Comienzo por aclarar que no pretendo hacer una crítica sobre la serie original de Netflix: Emiliy en Paris, tampoco decir si es buena o mala mucho menos si la recomendaría o no. Solo quiero escribir mi opinión luego de ver –con algo de esfuerzo- los 10 capítulos de la historia de una chica que trabaja en Chicago como ejecutiva de marketing y que por ‘cosas de la vida’ viaja a Paris  sin hablar el idioma para brindar sus conocimientos sobre el manejo de redes sociales en una agencia de publicidad que tiene como clientes marcas de lujos (su jefa era quien debía estar en ‘la ciudad de la luz’ pero inesperadamente queda embarazada y no puede asumir el cargo).

Dicen que los franceses están molestos con esta serie y vaya ¡yo también lo estaría si ese fuera mi gentilicio!.

Es que Emiliy Cooper (personaje que interpreta Lily Collins) ya saben la chica del marketing, la que no habla francés pero ocupa un cargo ejecutivo en el que debe mantener reuniones con clientes no americanos, critica #SinFiltro  la forma en cómo viven y conciben el trabajo los franceses, queriendo hacer ver que los estadounidenses son sumamente apasionados en todo lo que hacen. Además de esto, durante la serie tuve la impresión que Emily solo resume la ciudad en croissant, romance y caca de perro

No sé si sea la edad, el encierro o qué pero últimamente me he sentido un poco subestimada con el contenido de algunas plataformas digitales, incluyendo Netflix.  ¿Alguien más ha tenido esta sensación?
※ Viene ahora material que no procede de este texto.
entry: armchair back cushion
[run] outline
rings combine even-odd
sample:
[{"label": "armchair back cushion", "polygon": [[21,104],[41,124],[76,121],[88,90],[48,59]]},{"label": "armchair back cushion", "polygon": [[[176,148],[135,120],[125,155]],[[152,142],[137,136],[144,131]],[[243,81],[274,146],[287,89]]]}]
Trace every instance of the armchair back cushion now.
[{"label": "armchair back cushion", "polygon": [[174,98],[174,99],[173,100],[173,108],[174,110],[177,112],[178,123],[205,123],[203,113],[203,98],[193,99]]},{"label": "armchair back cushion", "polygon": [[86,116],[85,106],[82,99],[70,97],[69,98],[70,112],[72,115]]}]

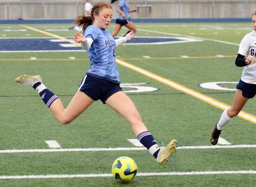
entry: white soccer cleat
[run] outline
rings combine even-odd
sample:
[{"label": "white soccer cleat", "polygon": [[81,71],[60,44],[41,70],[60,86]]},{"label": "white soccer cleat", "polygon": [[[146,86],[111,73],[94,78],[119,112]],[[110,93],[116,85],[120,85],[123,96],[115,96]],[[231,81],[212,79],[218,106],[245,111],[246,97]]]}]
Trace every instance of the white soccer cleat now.
[{"label": "white soccer cleat", "polygon": [[32,87],[37,82],[42,82],[42,78],[39,75],[35,75],[34,76],[24,75],[16,78],[15,79],[15,82],[23,84],[28,86]]},{"label": "white soccer cleat", "polygon": [[161,164],[166,164],[168,162],[168,158],[175,152],[177,147],[177,141],[173,140],[165,147],[162,148],[159,151],[157,158],[157,161]]}]

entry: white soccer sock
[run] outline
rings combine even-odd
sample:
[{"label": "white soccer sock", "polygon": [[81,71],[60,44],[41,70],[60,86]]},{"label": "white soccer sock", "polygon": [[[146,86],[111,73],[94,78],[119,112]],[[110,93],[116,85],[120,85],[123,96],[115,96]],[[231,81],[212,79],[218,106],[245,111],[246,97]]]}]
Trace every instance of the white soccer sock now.
[{"label": "white soccer sock", "polygon": [[221,115],[219,121],[218,122],[218,125],[217,125],[217,129],[219,130],[222,130],[223,127],[233,118],[230,118],[228,116],[227,114],[227,109],[224,110],[224,112]]},{"label": "white soccer sock", "polygon": [[37,93],[39,94],[45,89],[46,89],[46,88],[47,88],[45,86],[45,85],[41,83],[41,84],[36,88],[35,90],[37,92]]}]

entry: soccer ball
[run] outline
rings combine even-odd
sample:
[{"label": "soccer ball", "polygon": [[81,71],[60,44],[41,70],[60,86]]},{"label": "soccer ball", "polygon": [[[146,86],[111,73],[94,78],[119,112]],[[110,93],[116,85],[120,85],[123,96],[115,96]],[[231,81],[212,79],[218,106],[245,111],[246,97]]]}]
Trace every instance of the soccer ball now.
[{"label": "soccer ball", "polygon": [[130,157],[121,156],[115,160],[111,170],[115,179],[125,182],[133,179],[137,174],[138,167],[136,163]]}]

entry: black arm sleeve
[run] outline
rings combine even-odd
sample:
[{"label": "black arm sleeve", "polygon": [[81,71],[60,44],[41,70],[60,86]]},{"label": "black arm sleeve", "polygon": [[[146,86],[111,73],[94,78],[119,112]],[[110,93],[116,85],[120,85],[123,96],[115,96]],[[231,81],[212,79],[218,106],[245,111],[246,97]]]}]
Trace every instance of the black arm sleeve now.
[{"label": "black arm sleeve", "polygon": [[248,65],[245,63],[245,56],[238,54],[236,59],[235,59],[235,65],[238,67],[243,67],[246,66]]}]

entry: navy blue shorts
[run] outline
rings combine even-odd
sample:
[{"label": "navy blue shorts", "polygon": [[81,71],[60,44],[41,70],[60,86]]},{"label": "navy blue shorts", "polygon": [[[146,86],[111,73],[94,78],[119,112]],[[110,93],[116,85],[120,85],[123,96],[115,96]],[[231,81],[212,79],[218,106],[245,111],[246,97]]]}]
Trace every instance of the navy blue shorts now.
[{"label": "navy blue shorts", "polygon": [[115,20],[115,23],[117,24],[119,24],[122,26],[129,23],[130,22],[129,19],[117,19]]},{"label": "navy blue shorts", "polygon": [[100,99],[103,104],[110,97],[119,91],[120,84],[105,79],[86,74],[78,90],[83,92],[94,101]]},{"label": "navy blue shorts", "polygon": [[243,96],[247,98],[253,98],[256,94],[256,84],[247,83],[241,79],[237,89],[242,90]]}]

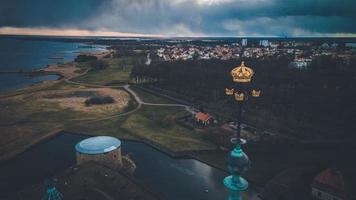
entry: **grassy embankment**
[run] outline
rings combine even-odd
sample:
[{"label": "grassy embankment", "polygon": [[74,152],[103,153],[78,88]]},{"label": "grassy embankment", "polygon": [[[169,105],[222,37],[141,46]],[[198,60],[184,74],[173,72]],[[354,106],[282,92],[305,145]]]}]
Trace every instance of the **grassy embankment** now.
[{"label": "grassy embankment", "polygon": [[[131,60],[131,61],[129,61]],[[102,85],[121,84],[129,81],[132,58],[107,60],[105,70],[90,71],[76,81]],[[128,64],[129,63],[129,64]],[[122,65],[128,64],[125,69]],[[85,65],[81,64],[81,70]],[[87,88],[64,81],[37,84],[15,92],[15,96],[0,98],[0,160],[16,155],[31,145],[53,135],[59,130],[83,132],[93,135],[113,135],[119,138],[143,139],[171,151],[214,149],[203,136],[181,127],[175,117],[186,114],[182,108],[142,106],[137,112],[115,117],[134,109],[130,102],[121,112],[80,112],[63,108],[58,103],[38,99],[41,91]],[[139,92],[144,101],[161,103],[159,97]],[[100,120],[103,119],[103,120]],[[105,120],[104,120],[105,119]]]}]

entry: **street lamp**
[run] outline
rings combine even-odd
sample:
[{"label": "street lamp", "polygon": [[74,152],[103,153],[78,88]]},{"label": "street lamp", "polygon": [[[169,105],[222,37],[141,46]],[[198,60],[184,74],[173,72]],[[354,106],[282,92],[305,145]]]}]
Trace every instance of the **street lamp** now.
[{"label": "street lamp", "polygon": [[235,137],[231,139],[231,142],[235,145],[234,149],[230,152],[227,161],[227,168],[230,172],[230,176],[225,177],[224,185],[229,190],[228,200],[241,200],[241,191],[245,191],[248,188],[248,182],[241,177],[251,165],[251,161],[247,155],[242,151],[241,145],[246,141],[241,139],[241,115],[242,107],[245,101],[251,97],[260,97],[260,90],[248,90],[247,84],[251,82],[254,72],[251,68],[246,67],[242,62],[239,67],[234,68],[231,71],[233,81],[237,83],[235,88],[225,88],[225,93],[228,96],[233,96],[237,101],[238,115],[237,115],[237,130]]}]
Para ir al punto, lo que más me asombra de esta serie es cómo conciben el marketing y la irrealidad total de lo que significa tener un trabajo como el de Emily Cooper, no en vano la comparan con el engaño que nos hicieron creer con Carrie Bradshaw, una de las protagonistas de la serie Sex and the city. Ninguna escritora con una columna semanal sobre sexo en un periódico puede vivir en un apartamento en New York, sola, con un súper armario lleno de ropa y comprar zapatos Manolo Blahnik de 500$ ¡eso es MENTIRA!

Como también lo es que por publicar fotos comiendo croissant en ‘la ciudad más romántica del mundo’  o por haber pisado la caca de un perro que alguien no recogió, te conviertas en una influencer de Instagram con mas de 20 mil seguidores.

Si, ahora que escucho mis pensamientos mientras escribo me doy cuenta que me convertí en una mujer de edad y por eso no puedo grabar una historia en mi cuenta de IG diciendo: ¡acabo de ver Emily en Paris y me encantóóóóó!

El cuento de Carrie Bradshow me lo creía a mis mediados 20, quizás por eso ahora en mis 40   ninguna Emily Cooper me va a venir a decir que crear contenido digital es tan fácil y orgánico como subir una foto y ponerle apenas dos etiquetas o hashtag.

-Nota al margen- Que no todo está perdido para las aspirantes a ser influencers express y vivir de regalos. Enseñar algo más que la personalidad en redes sociales puede subir los números. Me refiero a los ‘medios nudes’. Pero ojito que esta ‘estrategia de marketing’ no funciona en todo el globo terraqueo. ‘Expertos’ o ‘gurus’ afirman que tiene mejores resultados si estás en el continente Americano así que algo de geografía debes saber.

Confieso que cada vez que escucho a un niño –llámese una persona entre 12 y 21 años- diciendo que quiere ser youtuber o influencer siento que la humanidad fracasó, comenzado con Jesucristo que si hubiera sabido que en el futuro éstas serían las nuevas aspiraciones profesionales de una persona, estoy segura que no se hubiera sacrificado por nosotros ¡le apuesto dinero a esto!

En fin, que lo siento mucho Emily pero esfuérzate un poquito más en darle valor a la creación de contenido digital y diseño de estrategias para marcas, que ya está bastante subestimado en el mercado. Y si, lo sé, es contenido de entretenimiento pero así como estoy un poco abrumada con esta ‘nueva normalidad’, también lo estoy con esa ‘falsa idea de vida’ que nos han hecho creer desde el origen del mundo.